Man denke doch an all den Hollywood-Mist, der sich mit der Invasion
von Außerirdischen befasst, die mit den Neuamerikanern genau dasselbe
anzustellen trachten, was diese einst mit ihren Indianern trieben. Das
sind Gestalt gewordene Urängste! Aber es wären keine Aliens,
die Merry Old Europe vernaschten, es wären Asiaten. Buddhistisch,
taoistisch, konfuzianistisch... egal, sie würden drei Jahrtausende
christlich-jüdischen Kulturkreis hinwegspülen wie eine trübe
Brühe. Die Kathedralen von Speyer und Chartres würden sich
wohl in kleine Attraktionen chinesischer Disneylands verwandeln und
die Menschen des Abendlandes sollten beizeiten die Mentalität von
Ameisen entwickeln, von Bienen und Ratten, bei denen der Staat alles,
das Individuum aber gar nichts zählt. Ade, hellenistisch-demokratiegeborene
Menschenrechte! Lebt wohl, cartesische Philosphie und Kant'sches Tugendideal!
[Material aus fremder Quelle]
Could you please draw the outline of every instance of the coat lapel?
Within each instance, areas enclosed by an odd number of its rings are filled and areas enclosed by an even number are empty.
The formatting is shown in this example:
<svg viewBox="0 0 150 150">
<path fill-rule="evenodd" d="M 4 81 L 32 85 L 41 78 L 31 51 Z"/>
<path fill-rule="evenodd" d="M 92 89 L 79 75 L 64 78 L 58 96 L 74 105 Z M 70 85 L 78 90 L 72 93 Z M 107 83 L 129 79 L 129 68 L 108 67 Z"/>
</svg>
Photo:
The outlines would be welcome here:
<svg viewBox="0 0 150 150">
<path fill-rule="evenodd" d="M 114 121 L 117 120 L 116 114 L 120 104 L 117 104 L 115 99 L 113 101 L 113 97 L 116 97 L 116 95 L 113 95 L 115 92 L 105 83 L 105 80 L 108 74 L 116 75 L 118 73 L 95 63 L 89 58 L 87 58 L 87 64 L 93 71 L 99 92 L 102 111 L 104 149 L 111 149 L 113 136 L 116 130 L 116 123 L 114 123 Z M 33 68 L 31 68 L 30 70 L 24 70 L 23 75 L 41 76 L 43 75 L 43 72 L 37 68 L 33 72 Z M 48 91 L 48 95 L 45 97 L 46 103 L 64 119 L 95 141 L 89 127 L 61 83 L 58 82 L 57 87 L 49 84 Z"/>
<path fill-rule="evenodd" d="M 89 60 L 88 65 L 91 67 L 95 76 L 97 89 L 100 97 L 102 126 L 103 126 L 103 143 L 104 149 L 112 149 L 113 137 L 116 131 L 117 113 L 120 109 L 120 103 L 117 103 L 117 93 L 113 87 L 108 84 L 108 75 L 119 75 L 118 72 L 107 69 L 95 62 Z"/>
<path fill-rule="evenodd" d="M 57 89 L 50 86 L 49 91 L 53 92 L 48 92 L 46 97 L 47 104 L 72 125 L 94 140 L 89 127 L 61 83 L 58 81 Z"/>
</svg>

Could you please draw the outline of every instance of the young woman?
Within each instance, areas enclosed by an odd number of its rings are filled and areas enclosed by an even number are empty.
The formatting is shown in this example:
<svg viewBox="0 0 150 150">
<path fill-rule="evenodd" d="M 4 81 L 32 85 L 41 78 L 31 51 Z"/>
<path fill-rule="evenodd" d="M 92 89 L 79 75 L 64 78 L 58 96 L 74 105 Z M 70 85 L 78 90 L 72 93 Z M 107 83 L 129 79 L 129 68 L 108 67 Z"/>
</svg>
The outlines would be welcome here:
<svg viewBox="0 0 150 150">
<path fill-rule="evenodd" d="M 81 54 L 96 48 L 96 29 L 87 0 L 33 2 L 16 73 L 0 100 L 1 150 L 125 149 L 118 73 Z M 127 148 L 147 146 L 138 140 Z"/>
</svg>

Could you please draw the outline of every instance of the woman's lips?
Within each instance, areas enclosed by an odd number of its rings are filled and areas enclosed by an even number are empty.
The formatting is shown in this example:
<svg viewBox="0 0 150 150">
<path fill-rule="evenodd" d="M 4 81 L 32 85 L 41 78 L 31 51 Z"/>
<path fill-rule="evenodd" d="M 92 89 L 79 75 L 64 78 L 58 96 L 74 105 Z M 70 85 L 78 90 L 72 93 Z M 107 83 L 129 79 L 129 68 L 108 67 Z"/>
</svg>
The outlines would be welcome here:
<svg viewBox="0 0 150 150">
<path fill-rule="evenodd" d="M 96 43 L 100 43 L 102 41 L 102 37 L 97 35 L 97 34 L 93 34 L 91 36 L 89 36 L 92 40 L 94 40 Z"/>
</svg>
Wäre das so schlimm? Nur für die Europäer, die sich in
all ihrer Verwöhntheit und Dekadenz eine Anpassung beim besten
Willen nicht vorzustellen vermögen. Die Asiaten leben schon sehr
lange – und wie man sieht, recht erfolgreich mit diesem Gesellschaftsmodell,
was den Anforderungen der Evolution weit effektiver Rechnung trägt,
als unsere nur als Luxus zu bezeichnende Gefühlsduselei, die sich
aus dem abendländischen Ethos herleitet. Luxus aber, das hat dieses
Attribut so an sich, ist etwas, was von vielen bezahlt und per se nur
von wenigen genossen wird. Frage: Wie lange lassen sich die Vielen das
gefallen? Nein, wir wollen nicht zu Papa Marx abgleiten. Dennoch, so
ganz unrecht hatte der Mann sicher nicht. Das also ist das Menetekel,
das die griechische Finanzapokalypse dem Rest der Alten Welt an die
paneuropäische Wand malt. Gibt es noch eine Alternative? Sehen
wir zu schwarz? Wer weiß! Die Zukunft wird es lehren. Sicher ist
nur, was die BBC bereits mit dem Titel einer ihrer fulminantesten Serien
aus dem Jahre 2002 ankündigte: Die Zukunft wird wild!